Londra, una delle mete principali dei giovani che vanno all'estero per lavoro
Distretto finanziario di Londra
Quindi anche Paesi dalle economie più tradizionali come l’Italia possono beneficiare di questa maggiore qualità e innovazione nel lavoro?

«In Italia, ad esempio, così come anche in Francia, c’è una grande abbondanza di capitale umano di prim’ordine. Se si riuscirà a spianare la strada agli investimenti di conseguenza anche la forza lavoro acquisterà alta qualità e maggiore competitività sul mercato, e questo fenomeno si arricchirebbe con il ritorno di tanti che oggi sono impiegati all’estero.
Anche per questo l’attuale emigrazione intellettuale non va vista come una piaga ma come una risorsa da poter acquisire quando inizierà la ripresa del nostro sistema produttivo».

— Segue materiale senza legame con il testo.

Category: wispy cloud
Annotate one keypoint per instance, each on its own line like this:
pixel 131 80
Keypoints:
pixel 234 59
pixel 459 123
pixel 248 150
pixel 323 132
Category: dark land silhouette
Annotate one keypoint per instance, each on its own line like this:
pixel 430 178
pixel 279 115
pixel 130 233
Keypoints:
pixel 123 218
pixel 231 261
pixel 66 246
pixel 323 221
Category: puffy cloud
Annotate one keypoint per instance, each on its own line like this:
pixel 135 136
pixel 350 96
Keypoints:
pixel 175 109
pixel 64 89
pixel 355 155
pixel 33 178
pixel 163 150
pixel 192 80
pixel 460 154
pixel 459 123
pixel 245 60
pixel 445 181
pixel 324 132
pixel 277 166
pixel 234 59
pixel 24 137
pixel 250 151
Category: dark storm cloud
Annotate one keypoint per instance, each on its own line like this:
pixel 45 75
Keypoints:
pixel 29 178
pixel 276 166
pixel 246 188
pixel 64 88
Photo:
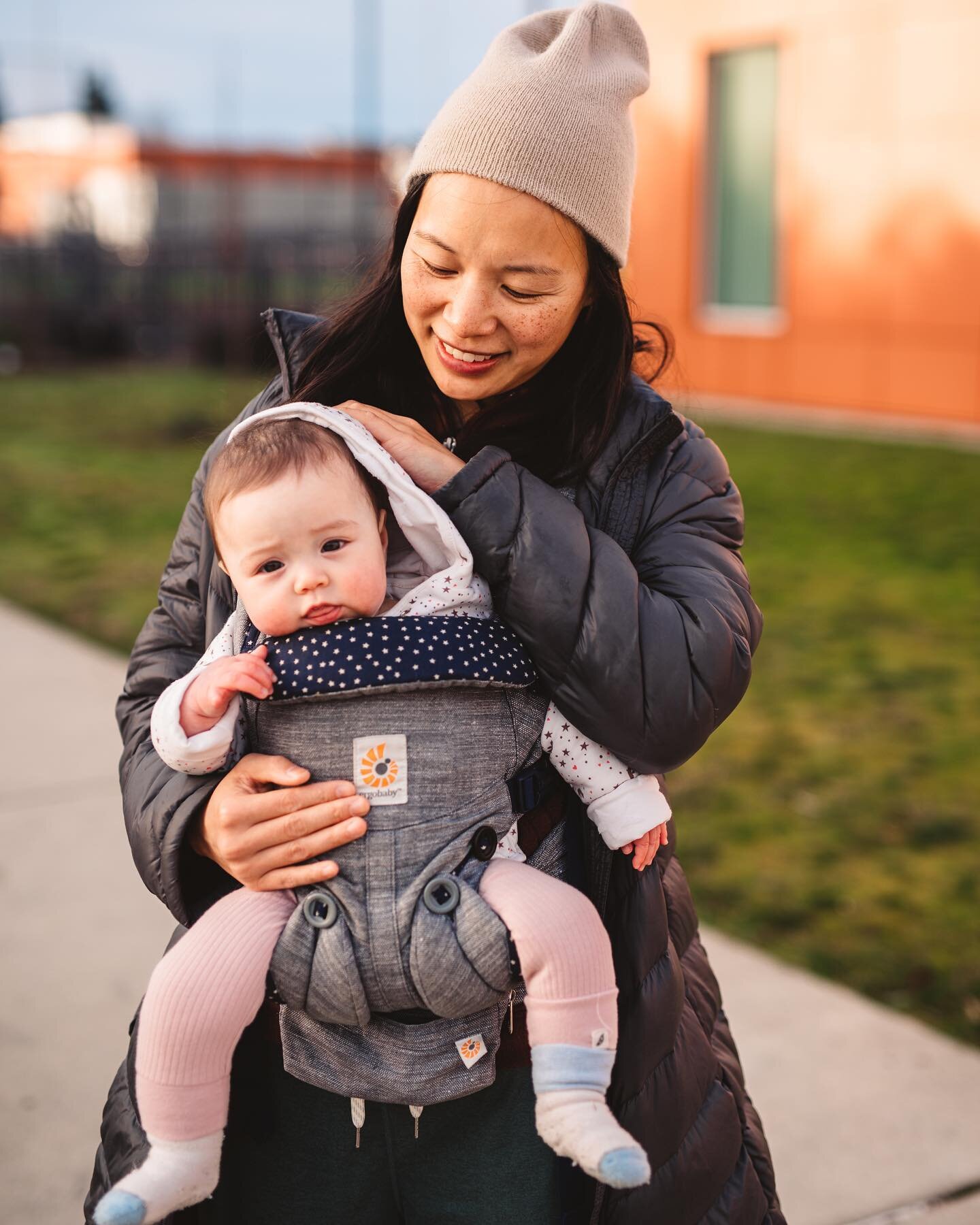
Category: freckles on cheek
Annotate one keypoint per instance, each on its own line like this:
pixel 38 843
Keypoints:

Lei ha scritto che gli amministratori delle città che sono state fatte bersaglio dalla crescita dovrebbero rimuovere tutti gli ostacoli anche allo sviluppo infrastrutturale. Ma questa nuova industria dominata da software e high-tech non è troppo volatile per fornire garanzie di lunga durata dell’impiego?

«Certo la costruzione di una fabbrica di automobili il secolo scorso era più tangibile e duratura, ma è un errore pensare che l’industria odierna non offra stabilità. Le aziende possono andare e venire, passare dall’hardware al software, dai social media alla intelligenza artificiale fino alla realizzazione di grandi opere complesse. Ma il capitale umano che hanno attirato resta, ed è l’alta concentrazione di creatività ad assicurare lavoro nel tempo in una data zona».

Abbiamo parlato finora esclusivamente di alta specializzazione. Ma cosa accade ai lavoratori meno qualificati?

«Sono i primi ad essere beneficiati dallo sviluppo del lavoro di alta qualità, perché l’indotto che si forma a partire dalle aziende più innovative cresce in modo esponenziale alla loro base. È questo rapporto di simbiosi che continua a fare grande New York, una città che attrae un’enorme massa di nuovi immigrati a bassa qualifica, ma nella quale al tempo stesso continua ad arrivare la selezione migliore delle menti creative. Non si può avere una di queste componenti in mancanza dell’altra. È l’interazione dei due gruppi sociali che fa la grandezza di una città».